Alternatives considered

Hard-delete on termination, no compensation (rejected). Rejected because it punishes paying players for an event they didn't control (the region owner's payment lapse). The whole takeover + cascade + Bank design exists to honor the principle that paying players' belongings should be preserved.

Mandatory takeover by faction NPC if no player offers (rejected). Have the Galactic Concord take over a lapsed region as a permanent operator-managed region. Rejected because it puts unbounded operator load on the design (the operator now hosts every lapsed region forever) and dilutes the meaning of "Region Owner" subscription. The 44-day grace + cascade is the right limit.

Auction takeover instead of first-pay-wins (rejected). Hold a 7-day auction during grace; highest GC subscriber bid wins. Rejected as overcomplicated for launch — first-pay-wins is simpler and faster, the takeover cost is fixed at $25/mo, and a region's value to a buyer is mostly subjective (depends on what's in it for them). Auctions can come back as a post-launch enhancement if there's demand.

Charge the relocation fee from the player wallet up-front, no station-treasury option (rejected). Force every relocation to be wallet-paid.

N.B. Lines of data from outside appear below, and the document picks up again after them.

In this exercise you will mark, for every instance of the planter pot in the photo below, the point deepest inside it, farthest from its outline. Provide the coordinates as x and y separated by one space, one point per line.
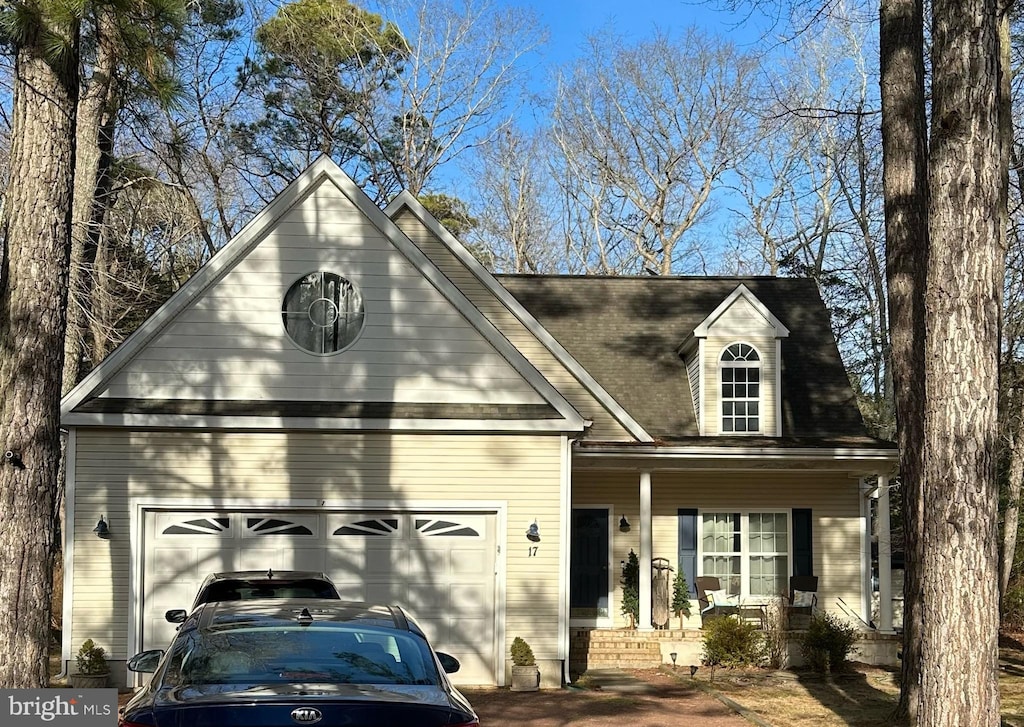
89 681
525 678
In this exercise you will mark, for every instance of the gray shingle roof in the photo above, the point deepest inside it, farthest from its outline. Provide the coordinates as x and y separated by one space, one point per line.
627 331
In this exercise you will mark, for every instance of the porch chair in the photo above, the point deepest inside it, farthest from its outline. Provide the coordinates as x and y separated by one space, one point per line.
803 600
713 598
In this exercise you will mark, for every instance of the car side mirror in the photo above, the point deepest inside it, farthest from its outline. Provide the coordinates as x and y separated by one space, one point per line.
146 661
449 663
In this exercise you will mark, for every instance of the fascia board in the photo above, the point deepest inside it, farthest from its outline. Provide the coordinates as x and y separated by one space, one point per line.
741 290
407 200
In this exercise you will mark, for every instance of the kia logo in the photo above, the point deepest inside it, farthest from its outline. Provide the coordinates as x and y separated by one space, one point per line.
306 715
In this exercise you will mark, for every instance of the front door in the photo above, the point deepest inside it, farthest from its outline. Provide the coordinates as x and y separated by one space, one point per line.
589 589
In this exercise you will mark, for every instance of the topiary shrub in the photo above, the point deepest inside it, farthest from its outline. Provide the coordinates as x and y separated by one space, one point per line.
827 643
630 582
730 642
522 654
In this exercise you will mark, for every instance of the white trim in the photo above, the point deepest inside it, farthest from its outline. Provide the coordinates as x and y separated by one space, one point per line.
185 421
646 551
741 291
67 609
563 555
607 622
744 553
701 427
738 453
778 387
252 233
407 200
138 507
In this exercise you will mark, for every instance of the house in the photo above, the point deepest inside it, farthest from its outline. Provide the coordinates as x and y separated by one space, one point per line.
344 388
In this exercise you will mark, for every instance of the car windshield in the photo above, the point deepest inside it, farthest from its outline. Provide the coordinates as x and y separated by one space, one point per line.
240 590
281 654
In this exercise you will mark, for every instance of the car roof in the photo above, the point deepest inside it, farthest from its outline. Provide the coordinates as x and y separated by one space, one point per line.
268 574
217 615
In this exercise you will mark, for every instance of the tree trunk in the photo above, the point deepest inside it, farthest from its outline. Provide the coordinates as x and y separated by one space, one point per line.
905 184
32 326
967 178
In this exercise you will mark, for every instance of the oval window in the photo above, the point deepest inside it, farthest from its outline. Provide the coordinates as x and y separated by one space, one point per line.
323 312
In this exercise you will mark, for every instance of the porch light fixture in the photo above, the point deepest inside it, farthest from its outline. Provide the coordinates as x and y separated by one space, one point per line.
534 532
101 529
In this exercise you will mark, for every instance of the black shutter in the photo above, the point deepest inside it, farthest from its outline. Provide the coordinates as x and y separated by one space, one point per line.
688 547
803 554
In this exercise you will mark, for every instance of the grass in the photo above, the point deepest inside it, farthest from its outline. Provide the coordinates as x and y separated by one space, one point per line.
865 696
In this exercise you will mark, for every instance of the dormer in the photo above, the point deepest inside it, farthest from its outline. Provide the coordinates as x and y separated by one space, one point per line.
733 361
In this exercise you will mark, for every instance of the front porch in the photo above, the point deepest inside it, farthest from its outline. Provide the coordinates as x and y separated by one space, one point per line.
632 648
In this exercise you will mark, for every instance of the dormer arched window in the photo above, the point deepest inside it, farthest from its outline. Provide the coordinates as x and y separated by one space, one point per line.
739 369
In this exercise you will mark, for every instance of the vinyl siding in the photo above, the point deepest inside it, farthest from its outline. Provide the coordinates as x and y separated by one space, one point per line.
522 473
230 343
833 498
605 426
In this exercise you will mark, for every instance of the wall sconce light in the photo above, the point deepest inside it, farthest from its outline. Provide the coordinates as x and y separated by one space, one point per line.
534 532
101 529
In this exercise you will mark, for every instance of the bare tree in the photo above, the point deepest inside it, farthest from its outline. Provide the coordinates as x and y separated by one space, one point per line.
646 133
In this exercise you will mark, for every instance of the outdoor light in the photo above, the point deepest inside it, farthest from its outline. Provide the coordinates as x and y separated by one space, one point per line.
534 532
101 528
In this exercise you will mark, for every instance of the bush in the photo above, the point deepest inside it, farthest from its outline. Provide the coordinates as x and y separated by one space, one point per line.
522 654
827 643
91 659
730 642
630 582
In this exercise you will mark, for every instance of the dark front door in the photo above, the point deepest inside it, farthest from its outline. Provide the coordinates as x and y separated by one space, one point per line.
589 563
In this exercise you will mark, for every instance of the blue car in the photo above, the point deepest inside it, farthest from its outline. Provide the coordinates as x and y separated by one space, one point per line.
283 663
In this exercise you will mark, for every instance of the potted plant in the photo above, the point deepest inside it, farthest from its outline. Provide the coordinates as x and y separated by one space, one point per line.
525 675
92 668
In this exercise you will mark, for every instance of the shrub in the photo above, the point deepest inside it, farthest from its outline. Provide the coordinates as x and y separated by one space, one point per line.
522 654
730 642
631 589
91 658
827 642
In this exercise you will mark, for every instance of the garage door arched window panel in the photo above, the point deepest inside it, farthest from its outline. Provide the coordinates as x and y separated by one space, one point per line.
324 312
378 527
200 526
259 525
739 370
444 527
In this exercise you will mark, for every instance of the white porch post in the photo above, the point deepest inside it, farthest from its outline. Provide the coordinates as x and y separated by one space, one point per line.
885 558
646 546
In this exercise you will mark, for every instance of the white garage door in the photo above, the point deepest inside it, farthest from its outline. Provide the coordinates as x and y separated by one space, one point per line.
438 565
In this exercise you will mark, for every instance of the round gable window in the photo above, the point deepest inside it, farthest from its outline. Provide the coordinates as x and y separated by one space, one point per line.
323 312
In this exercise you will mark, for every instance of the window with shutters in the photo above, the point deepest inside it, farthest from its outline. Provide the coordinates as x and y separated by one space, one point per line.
749 552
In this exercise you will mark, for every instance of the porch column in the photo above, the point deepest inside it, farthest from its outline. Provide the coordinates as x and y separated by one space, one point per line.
885 558
646 546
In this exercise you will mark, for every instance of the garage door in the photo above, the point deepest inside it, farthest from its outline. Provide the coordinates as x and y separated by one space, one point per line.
438 565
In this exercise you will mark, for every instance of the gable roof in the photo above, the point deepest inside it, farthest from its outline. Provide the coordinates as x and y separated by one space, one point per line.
407 201
81 405
627 332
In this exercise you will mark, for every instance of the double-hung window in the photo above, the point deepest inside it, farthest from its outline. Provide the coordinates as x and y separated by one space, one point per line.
749 552
740 389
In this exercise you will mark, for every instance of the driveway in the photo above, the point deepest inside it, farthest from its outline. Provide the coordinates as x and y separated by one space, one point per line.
654 700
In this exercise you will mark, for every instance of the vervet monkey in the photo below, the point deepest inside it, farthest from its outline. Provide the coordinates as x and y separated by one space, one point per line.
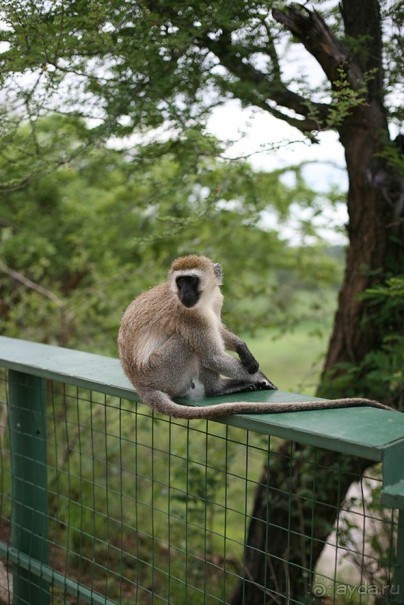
172 343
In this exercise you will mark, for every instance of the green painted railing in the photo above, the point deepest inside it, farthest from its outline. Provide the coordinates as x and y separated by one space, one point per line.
366 432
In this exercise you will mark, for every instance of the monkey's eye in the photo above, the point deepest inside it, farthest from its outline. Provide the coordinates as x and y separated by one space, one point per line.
189 280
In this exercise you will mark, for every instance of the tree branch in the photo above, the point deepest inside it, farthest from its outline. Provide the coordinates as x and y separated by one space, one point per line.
320 42
262 88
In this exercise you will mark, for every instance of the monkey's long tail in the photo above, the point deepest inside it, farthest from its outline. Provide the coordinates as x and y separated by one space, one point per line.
161 402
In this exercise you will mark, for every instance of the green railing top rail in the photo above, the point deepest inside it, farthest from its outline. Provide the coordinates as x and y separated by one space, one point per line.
366 432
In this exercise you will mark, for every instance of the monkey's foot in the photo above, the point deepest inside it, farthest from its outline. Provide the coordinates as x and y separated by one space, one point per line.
265 385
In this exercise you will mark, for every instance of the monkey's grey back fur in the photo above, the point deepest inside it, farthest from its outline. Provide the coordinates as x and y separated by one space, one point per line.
172 343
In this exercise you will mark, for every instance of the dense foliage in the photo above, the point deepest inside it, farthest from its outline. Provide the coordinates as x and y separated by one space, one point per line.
77 245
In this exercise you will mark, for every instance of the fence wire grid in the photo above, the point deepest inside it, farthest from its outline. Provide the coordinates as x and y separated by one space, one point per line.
146 509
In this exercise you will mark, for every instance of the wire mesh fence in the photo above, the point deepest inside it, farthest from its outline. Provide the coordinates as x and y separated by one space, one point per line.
141 508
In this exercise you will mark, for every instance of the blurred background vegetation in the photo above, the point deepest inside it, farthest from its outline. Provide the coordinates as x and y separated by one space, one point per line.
80 242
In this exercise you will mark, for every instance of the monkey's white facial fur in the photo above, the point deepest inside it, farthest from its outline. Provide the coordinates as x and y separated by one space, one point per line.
194 287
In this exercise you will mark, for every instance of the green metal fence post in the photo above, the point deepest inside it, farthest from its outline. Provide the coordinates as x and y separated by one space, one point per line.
399 579
29 521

Rejected because some legitimate stations have huge treasuries but the owning player is broke at cascade time; treasury-based default with wallet fallback covers more cases gracefully.

Centralize audit-row preservation in a separate archive_audit table (rejected). Move audit rows out of their primary tables on region deletion. Rejected as more complex than region_id_snapshot + ON DELETE SET NULL. The snapshot column is one tiny addition per audit table; archival migration is a multi-table refactor.

Per-region max_sectors enforced cap (kept). Each region's total_sectors (CHECK 100–1500 per the schema) is the right granularity. Galaxy-wide cap dropped per SK23.

Phase 14 failure → automatic full subscription refund (rejected). Refund the whole subscription on any Phase 14 failure. Rejected because Phase 14 failure leaves the region functional in nearly all cases; refunding for a delayed-Nexus-warp is over-correcting. The refund only fires when the issue is persistent and operator-confirmed.